害獣から「山の幸」へ。命を循環させる私たちの想い
かつて日本の森は、多様な生命が調和し、豊かな実りをもたらす場所でした。しかし現在、増えすぎた野生動物による農林業への被害は深刻な社会課題となっています。特に鹿による被害は、丹精込めて育てた農産物を荒らすだけでなく、森の植生を壊し、土砂崩れなどの原因にも繋がっています。こうした背景から、多くの命が「害獣」として駆除されますが、ほぼ全てが利用されることなく焼却処分されているのが現状です。
nobinobi farmは、この現状に強い違和感を抱いてきました。私たちが大切にしているのは「自然に寄り添い、勿体ないがない世の中に」という信念です。山で命を落とした鹿たちは、本来であれば自然の一部として、誰かの糧となり、次なる命を育む礎となるはずの存在です。彼らをただの「害獣」として終わらせるのではなく、森が育んだ尊い「命の恵み」として、再び私たちの暮らしの中に循環させたい。その強い想いが、このジビエ事業の原点です。

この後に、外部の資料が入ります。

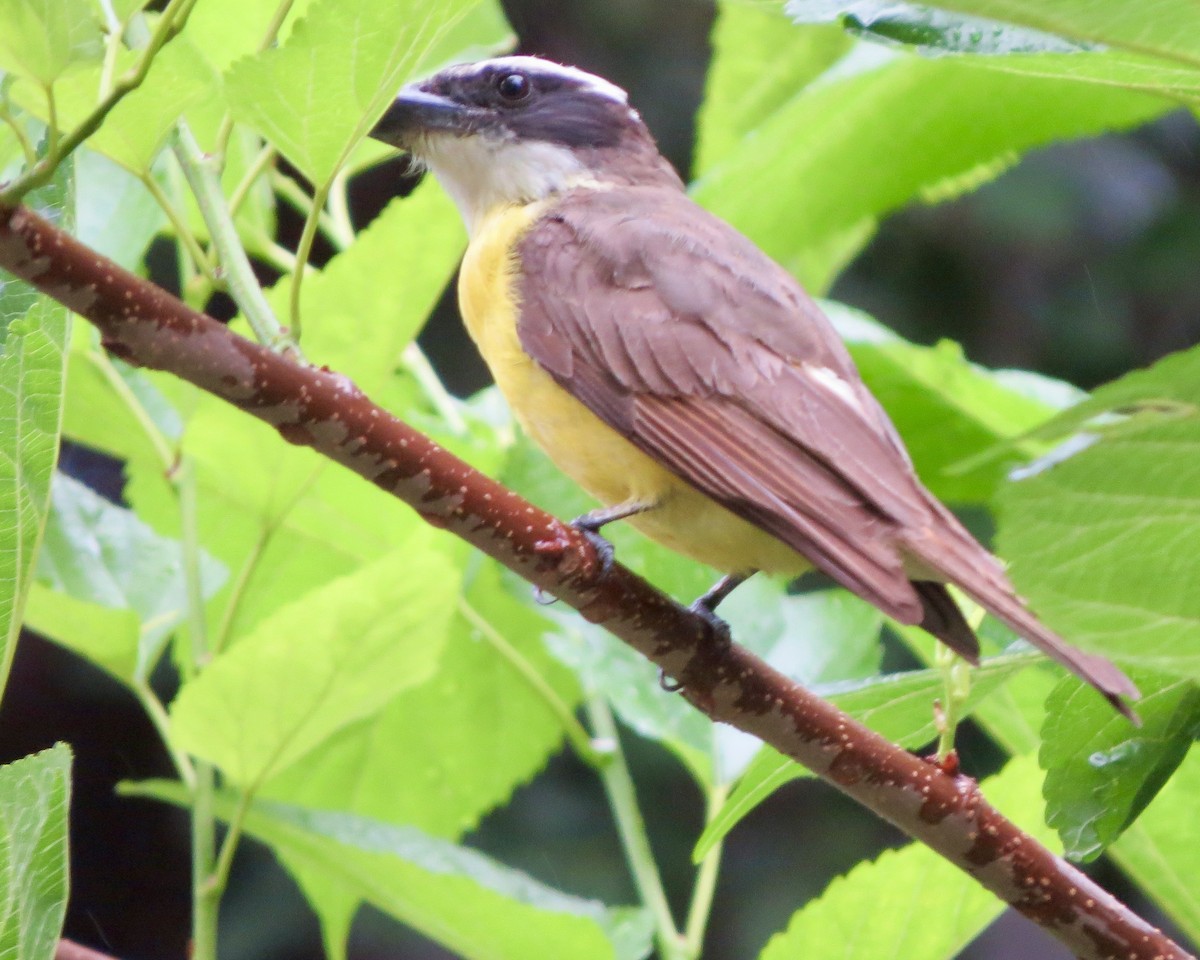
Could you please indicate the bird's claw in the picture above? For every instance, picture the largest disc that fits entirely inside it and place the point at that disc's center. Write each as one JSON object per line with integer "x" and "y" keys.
{"x": 605, "y": 551}
{"x": 719, "y": 628}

私たちは、地元の猟師の方々と連携し、森の生態系のバランスを保つ過程で得られた命を、感謝を持って受け取ります。お肉を食卓へ届けるだけでなく、皮はレザークラフトの素材として活かし、骨の端材に至るまでペット用の健康食へと昇華させる。一つひとつの命を余すことなく使い切ることで、人間と自然が再び良好な関係を築ける未来を目指しています。